You are viewing a plain text version of this content. The canonical link for it is here.

Posted to hdfs-user@hadoop.apache.org by ed <ed...@gmail.com> on 2015/10/16 21:41:36 UTC

YARN: "Unauthorized request to start container, Expired Token" causes job failure

Hello,

We just kicked off a large MR job that uses all the containers on our
cluster.  The job ran for 24 hours and then failed with the following error
in the map phase (no reducers had started yet):

2015-10-16 12:38:17,781 ERROR [ContainerLauncher #2]
org.apache.hadoop.mapreduce.v2.app.launcher.ContainerLauncherImpl:
Container launch failed for container_1444916180373_0003_01_089692 :
org.apache.hadoop.yarn.exceptions.YarnException: Unauthorized request to
start container.

This token is expired. current time is 1445013467749 found 1445013416633

        at sun.reflect.NativeConstructorAccessorImpl.newInstance0(Native
Method)

        at
sun.reflect.NativeConstructorAccessorImpl.newInstance(NativeConstructorAccessorImpl.java:57)

        at
sun.reflect.DelegatingConstructorAccessorImpl.newInstance(DelegatingConstructorAccessorImpl.java:45)
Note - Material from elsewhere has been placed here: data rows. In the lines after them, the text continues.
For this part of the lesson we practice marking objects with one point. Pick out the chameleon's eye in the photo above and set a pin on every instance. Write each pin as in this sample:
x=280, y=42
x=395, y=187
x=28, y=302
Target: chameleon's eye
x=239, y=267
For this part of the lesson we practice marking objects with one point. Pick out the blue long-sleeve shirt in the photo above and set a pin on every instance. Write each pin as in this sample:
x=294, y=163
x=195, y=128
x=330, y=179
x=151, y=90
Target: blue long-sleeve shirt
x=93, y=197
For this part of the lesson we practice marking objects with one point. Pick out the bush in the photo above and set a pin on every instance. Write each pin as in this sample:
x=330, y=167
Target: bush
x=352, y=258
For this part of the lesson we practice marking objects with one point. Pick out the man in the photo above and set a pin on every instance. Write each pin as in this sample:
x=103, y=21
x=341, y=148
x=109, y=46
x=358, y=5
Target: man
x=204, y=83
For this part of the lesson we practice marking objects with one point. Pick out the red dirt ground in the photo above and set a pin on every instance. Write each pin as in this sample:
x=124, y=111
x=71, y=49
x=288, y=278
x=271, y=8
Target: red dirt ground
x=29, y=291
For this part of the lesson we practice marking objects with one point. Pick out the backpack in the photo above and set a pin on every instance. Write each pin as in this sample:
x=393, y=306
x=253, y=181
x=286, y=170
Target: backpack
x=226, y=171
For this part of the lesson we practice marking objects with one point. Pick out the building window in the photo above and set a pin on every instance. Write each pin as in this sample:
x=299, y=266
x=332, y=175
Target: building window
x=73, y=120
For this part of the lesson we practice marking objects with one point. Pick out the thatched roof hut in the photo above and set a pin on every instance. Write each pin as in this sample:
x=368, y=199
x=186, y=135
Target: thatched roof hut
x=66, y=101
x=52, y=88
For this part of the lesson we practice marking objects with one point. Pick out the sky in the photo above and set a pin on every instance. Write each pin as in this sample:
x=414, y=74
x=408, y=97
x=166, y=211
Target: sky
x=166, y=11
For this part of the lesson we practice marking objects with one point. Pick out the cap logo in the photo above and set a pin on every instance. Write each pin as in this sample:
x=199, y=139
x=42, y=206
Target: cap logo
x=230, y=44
        at java.lang.reflect.Constructor.newInstance(Constructor.java:526)

        at
org.apache.hadoop.yarn.api.records.impl.pb.SerializedExceptionPBImpl.instantiateException(SerializedExceptionPBImpl.java:152)

        at
org.apache.hadoop.yarn.api.records.impl.pb.SerializedExceptionPBImpl.deSerialize(SerializedExceptionPBImpl.java:106)

        at
org.apache.hadoop.mapreduce.v2.app.launcher.ContainerLauncherImpl$Container.launch(ContainerLauncherImpl.java:155)

        at
org.apache.hadoop.mapreduce.v2.app.launcher.ContainerLauncherImpl$EventProcessor.run(ContainerLauncherImpl.java:369)

        at
java.util.concurrent.ThreadPoolExecutor.runWorker(ThreadPoolExecutor.java:1145)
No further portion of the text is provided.